By Curt Schroder

It’s budget season in Pennsylvania, which means politicians are grasping at any loose straws they can find to painlessly raise revenue without increasing taxes. Regardless of a proposal’s shortcomings, if it makes a good sound bite, it will be pushed as a potential revenue generator for the state. Such is the case with the state False Claims Act, or FCA. Unfortunately, like its very name, claims that it will fill the current revenue gap needed to pass a budget are false.

Simply put, such measures allow individuals to bring lawsuits against businesses and health care providers on behalf of the government in the name of rooting out Medicaid waste. On the surface it sounds like a good idea — allow a person to file suit and recover misspent dollars for the state. In fact, a news article posing the question: “False claims have brought in millions – Why hasn’t it passed in PA?” has appeared in news outlets around the state. A deeper dive into the details and repercussions of the policy reveal the reason.

Implementing an FCA is not the right move for Pennsylvania. While masquerading as a good government reform bill, it really is just a huge gift to the trial bar and plaintiffs’ attorneys who are constantly seeking to expand liability in the commonwealth for their own financial gain. It’s reasonable to ask, what’s in it for the relators (the private plaintiffs/bounty hunters who filed these cases)? Why would they go through the trouble of bringing forth a case at all. The answer is there’s a massive financial incentive — one that stands to increase exponentially to the detriment of small business, health care providers and the commonwealth if an FCA becomes law.
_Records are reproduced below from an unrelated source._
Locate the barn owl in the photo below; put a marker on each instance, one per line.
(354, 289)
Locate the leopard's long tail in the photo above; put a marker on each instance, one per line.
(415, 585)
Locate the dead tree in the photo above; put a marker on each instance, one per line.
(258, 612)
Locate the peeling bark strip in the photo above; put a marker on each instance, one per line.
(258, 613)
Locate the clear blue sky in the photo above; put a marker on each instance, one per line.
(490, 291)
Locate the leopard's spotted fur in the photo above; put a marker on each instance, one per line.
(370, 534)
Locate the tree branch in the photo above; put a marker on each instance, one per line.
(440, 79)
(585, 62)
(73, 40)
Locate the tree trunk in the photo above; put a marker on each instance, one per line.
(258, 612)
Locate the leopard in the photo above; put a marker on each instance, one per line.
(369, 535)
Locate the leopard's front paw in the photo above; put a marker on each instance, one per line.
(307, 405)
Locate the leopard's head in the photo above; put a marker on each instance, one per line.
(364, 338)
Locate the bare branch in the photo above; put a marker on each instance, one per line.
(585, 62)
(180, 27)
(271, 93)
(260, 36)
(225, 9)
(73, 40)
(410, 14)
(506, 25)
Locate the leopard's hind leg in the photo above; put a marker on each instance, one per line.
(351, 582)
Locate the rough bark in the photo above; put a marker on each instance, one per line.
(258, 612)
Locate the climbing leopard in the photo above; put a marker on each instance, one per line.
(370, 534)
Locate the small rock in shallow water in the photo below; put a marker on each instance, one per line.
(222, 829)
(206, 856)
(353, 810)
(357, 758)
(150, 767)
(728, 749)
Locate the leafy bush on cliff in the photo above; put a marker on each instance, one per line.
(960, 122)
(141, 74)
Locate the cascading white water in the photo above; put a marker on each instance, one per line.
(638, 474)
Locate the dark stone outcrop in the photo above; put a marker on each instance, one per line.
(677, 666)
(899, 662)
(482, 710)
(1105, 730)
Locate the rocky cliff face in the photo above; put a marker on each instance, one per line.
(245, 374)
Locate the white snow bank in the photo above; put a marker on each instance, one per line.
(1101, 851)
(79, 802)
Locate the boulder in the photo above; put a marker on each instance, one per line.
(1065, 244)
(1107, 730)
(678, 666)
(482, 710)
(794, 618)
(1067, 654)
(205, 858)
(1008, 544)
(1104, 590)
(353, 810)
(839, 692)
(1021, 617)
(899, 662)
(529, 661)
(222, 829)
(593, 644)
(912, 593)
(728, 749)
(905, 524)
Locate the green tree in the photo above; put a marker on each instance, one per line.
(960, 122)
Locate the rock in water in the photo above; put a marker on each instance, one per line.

There are several reasons why a state FCA should not be implemented. For starters, the commonwealth already benefits from the federal FCA. The federal government and state split any Medicaid recoveries based on a formula that determines each entity’s funding support for Medicaid. Pennsylvania is in a supremely beneficial position under this system. The relator receives their compensation (up to 30%) from just the federal portion of the recovery. Pennsylvania receives 100% percent of its portion without having to pay anything to the relator.

Under a state FCA, the relator would be eligible for double recovery of up to 30% from the federal and state recoveries. Rather than being a financial windfall for the state, it leads to Pennsylvania recovering less than it does under the current system. Clearly the state does not benefit under this proposed scheme.

In addition, the onerous penalties of triple damages and up to $28,000 per claim will wipe out many small businesses, rural hospitals, physician practices and clinics.  If one of these entities has a few hundred incorrectly coded claims at $28,000 per claim and triple the amount of actual damages, it will be financially ruined. This act fosters a sue and settle system. Lawyers make a fast buck knowing the people being sued will settle instead of risking financial catastrophe, even if the claim has little or no merit. That is not justice, it’s coercion.

A state-specific FCA is unnecessary. The state attorney general’s office already has tools at its disposal to pursue fraudulent Medicaid activity. Pennsylvania has one of the lowest Medicaid error rates in the country at just 2.5%. The fraud prevention mechanisms — including both the federal FCA and the attorney general’s office — are working.

So what is the purpose and point of implementing a state FCA? If lawmakers determine that more waste- and fraud-fighting tools are needed, give the attorney general additional tools to do the job. Yet some are pushing an ill-conceived proposal that would outsource this government function to attorneys motivated by profit and not correct and consistent application of policy.

Some supporters argue that a state FCA will magically provide $3 billion to Pennsylvania and reduce by half the revenue deficit in the governor’s current budget proposal.  Experience in other states does not support that claim.

New York has only recovered roughly $4 billion under its state FCA since 2011. California has only recovered about $3 billion since 2000. Minnesota has recovered only around $60 million since 2010. Those are significant sums, but they accumulated over 15 years or more. These recoveries did not appear in a single budget cycle as supporters want you to believe will happen in Pennsylvania.

Let’s see this for exactly what it is.  This isn’t a good government reform proposal. It’s a gift to the trial bar — expanding liability and increasing opportunities to go after the private sector for their own financial gain.

Outsourcing the collection of misspent government funds to profit motivated attorneys is not the answer to the state’s fiscal and budgetary challenges. The only ones who stand to profit off of a state FCA are the lawyers who are pushing for it. Pennsylvania’s rural health care and small-business sector would be clobbered. That’s why our state lawmakers should oppose efforts to implement one in the commonwealth.

Curt Schroder is the executive director of the Pennsylvania Coalition for Civil Justice Reform and a former state House member representing Chester County.